You’ve almost certainly heard the news: The resume objective statement is dead. It is old-fashioned, of little value, and should absolutely always be replaced with a professional summary.
There’s good reason for this sentiment: The traditional objective focuses on you, your goals, your needs, and your aspirations. Employers today are less interested in what you’re hoping to gain from a position and more interested in what you can offer them. They want to know whether you have what it takes to meet their needs, solve their problems, and help them achieve their goals. Unlike an objective, a good summary statement offers this information.
Resume objectives also tend to state the obvious (a hiring manager can usually infer what your objective is), and they’re often fairly vague and filled with empty clichés. So, for the most part, a career summary is the way to go. A well-written one can have a hiring manager itching to meet you before they have even finished reading your resume. By highlighting at the top of your resume how your skills, experience, and accomplishments position you perfectly to tackle the demands of the new job, you set the right tone and give recruiters a positive lens through which to read the rest of your document.
A summary is also a great way to pull together lots of different experiences and achievements to tell one overarching story. It is therefore especially important for seasoned professionals with lengthy work histories.
But despite all the summary’s benefits, it may not have totally supplanted the objective statement just yet.
When an Objective Statement Makes More Sense
When you’ve walked a traditional path and there is an obvious link between your career background and the position you’re applying for, a summary works well. But what happens when this is not the case? What if it would pay to give more context and be more specific about your goals? If you find yourself in a situation where you feel the need to explain what you’re looking for, an objective statement is probably more appropriate.
Here are three scenarios in particular in which an objective might be the way to go:
1. When You’re Changing Careers
If you’re making a big career change and you opt to include a standard resume summary, hiring managers in your target field might wonder why on earth you’re sending your application to them. What’s in your summary likely won’t align neatly with what they want. You need to make the link for them by explicitly stating that your objective is to switch focus from your previous career to this new one. In other words, you need to write an objective statement. You can then use the majority of this section to detail how you hope to transfer your relevant knowledge and capabilities to the field of your future.
It’s important that you don’t simply state your aim is to make a career change. Keep the focus on your transferable skills and how you plan to use them to meet the specific needs of the organization.
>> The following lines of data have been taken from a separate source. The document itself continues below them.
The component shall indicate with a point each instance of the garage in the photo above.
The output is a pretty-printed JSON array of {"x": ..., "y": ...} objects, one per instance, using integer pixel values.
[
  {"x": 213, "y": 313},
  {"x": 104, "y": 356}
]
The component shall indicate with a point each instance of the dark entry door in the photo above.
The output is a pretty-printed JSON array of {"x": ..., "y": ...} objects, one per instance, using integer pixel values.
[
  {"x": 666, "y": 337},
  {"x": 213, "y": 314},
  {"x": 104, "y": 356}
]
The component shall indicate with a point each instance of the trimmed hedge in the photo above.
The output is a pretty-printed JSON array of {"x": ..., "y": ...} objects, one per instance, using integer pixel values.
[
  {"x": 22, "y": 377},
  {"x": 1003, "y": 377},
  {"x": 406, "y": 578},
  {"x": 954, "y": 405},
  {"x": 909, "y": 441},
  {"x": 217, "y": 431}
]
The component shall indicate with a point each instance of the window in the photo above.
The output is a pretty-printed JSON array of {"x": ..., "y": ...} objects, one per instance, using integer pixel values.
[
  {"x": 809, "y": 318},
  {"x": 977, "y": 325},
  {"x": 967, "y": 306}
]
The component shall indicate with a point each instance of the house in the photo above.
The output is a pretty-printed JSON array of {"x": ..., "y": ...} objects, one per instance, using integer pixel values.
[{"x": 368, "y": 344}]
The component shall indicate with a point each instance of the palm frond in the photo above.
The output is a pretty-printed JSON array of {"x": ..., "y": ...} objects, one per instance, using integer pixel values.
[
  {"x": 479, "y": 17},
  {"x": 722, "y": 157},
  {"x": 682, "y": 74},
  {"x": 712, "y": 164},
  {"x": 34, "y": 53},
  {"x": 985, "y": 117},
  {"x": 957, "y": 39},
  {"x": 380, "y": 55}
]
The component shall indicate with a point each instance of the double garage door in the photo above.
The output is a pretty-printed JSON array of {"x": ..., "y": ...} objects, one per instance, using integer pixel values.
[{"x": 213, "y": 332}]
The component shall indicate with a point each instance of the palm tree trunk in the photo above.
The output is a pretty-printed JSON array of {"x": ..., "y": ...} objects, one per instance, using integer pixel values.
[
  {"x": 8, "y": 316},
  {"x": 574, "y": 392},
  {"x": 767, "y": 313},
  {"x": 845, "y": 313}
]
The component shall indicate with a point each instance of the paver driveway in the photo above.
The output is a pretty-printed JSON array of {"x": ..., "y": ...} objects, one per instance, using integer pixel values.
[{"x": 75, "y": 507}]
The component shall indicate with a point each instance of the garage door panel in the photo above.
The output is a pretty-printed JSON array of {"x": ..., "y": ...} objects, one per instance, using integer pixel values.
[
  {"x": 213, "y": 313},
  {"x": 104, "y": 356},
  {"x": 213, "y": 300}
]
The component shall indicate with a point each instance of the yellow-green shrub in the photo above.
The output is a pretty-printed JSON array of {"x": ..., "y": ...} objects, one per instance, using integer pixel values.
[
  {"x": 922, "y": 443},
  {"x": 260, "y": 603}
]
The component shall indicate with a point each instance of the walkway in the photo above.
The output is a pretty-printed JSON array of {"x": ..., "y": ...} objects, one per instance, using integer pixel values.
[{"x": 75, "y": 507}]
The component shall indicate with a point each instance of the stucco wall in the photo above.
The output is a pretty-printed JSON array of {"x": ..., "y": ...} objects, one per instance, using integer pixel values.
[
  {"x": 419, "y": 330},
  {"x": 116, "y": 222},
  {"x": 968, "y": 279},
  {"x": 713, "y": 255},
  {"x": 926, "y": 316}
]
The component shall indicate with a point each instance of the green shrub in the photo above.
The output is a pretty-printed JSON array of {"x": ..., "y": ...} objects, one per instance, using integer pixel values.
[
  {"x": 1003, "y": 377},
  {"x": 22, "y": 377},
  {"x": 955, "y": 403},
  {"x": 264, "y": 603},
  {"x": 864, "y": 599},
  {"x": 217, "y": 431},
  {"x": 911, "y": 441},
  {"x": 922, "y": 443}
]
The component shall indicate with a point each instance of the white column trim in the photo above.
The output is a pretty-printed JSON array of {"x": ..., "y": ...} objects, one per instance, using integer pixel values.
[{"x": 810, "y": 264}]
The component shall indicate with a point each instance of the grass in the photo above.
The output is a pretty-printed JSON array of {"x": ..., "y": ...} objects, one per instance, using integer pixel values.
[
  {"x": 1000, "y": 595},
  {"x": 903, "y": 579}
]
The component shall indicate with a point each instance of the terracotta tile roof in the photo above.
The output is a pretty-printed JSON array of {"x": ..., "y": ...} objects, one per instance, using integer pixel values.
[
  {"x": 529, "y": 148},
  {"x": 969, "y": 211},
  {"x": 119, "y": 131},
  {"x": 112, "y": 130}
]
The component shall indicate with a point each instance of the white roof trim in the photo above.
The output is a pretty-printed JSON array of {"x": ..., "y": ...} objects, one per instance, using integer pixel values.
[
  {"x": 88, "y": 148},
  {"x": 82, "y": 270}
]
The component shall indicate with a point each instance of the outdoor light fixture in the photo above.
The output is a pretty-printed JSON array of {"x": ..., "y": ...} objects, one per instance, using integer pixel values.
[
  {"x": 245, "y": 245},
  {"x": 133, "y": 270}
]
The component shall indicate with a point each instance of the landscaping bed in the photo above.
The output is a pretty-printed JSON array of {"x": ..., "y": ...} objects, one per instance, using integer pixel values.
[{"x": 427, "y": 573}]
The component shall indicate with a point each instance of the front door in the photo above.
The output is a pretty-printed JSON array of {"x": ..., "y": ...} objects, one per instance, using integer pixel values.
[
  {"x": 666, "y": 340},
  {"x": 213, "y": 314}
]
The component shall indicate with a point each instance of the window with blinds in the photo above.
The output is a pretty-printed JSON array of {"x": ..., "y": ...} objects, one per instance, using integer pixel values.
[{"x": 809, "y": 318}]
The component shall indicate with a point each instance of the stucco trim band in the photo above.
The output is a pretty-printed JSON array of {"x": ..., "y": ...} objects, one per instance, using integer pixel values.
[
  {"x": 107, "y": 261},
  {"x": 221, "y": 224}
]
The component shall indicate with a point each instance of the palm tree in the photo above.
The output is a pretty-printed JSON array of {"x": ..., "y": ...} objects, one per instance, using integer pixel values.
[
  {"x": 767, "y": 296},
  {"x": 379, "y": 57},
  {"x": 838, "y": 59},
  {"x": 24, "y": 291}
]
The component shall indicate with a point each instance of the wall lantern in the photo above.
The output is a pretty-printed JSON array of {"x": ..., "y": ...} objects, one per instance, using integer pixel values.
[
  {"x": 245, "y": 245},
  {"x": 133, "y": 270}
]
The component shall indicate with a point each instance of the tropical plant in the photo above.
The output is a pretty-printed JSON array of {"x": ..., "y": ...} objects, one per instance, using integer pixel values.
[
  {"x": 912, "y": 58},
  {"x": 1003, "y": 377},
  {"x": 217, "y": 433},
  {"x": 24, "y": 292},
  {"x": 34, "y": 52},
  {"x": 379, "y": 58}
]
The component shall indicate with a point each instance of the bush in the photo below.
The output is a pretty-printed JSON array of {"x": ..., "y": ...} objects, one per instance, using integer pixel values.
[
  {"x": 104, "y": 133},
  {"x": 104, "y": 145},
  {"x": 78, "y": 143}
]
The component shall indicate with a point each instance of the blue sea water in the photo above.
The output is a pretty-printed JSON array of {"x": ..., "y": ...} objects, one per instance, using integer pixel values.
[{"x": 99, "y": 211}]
This way, you balance what you want with what you can offer.
2. When You’re Returning to Work After a Gap
If you’ve been absent from the workforce for quite some time, it is best to be up front about this with prospective employers. It therefore makes sense to address this fact and clearly define your goals — e.g., “to return to full-time work after X years of at-home parenting” — in an objective statement at the top of your resume. Once you’ve touched on this, you can shift the emphasis to the value you can contribute to the role.
Directly addressing your aspirations to work again in an objective statement also gives you the chance to communicate how excited you are about the prospect of reigniting your career. Employers are often concerned that people coming off a hiatus might change their minds and return to whatever they were doing in their time off, so they will be pleased to see enthusiasm and commitment.
3. When You’re New to the Workforce
If you are a new grad, you won’t have a lot of work experience behind you. You might also have majored in a field that doesn’t translate clearly into a specific avenue of work. As a result, how you would fit into a role won’t necessarily be clear from your background and educational information. In this case, opting for a resume objective over a summary might be worthwhile.
Be careful, though. If you write an old-school objective like, “New grad seeking a position as a junior graphic designer at a reputable advertising agency,” you’re not going to impress recruiters. You need to link your needs with what you can do for the company. Show how you’d be a great fit and detail specific business problems you’d like to help the organization address.
The point in all cases above is that while it is acceptable to include an objective in place of a summary in these situations, you should always make the effort to look beyond your own ambitions to speak to what matters most to hiring managers. Ultimately, it’s about matching your goals with the company’s aspirations in a concise, meaningful way.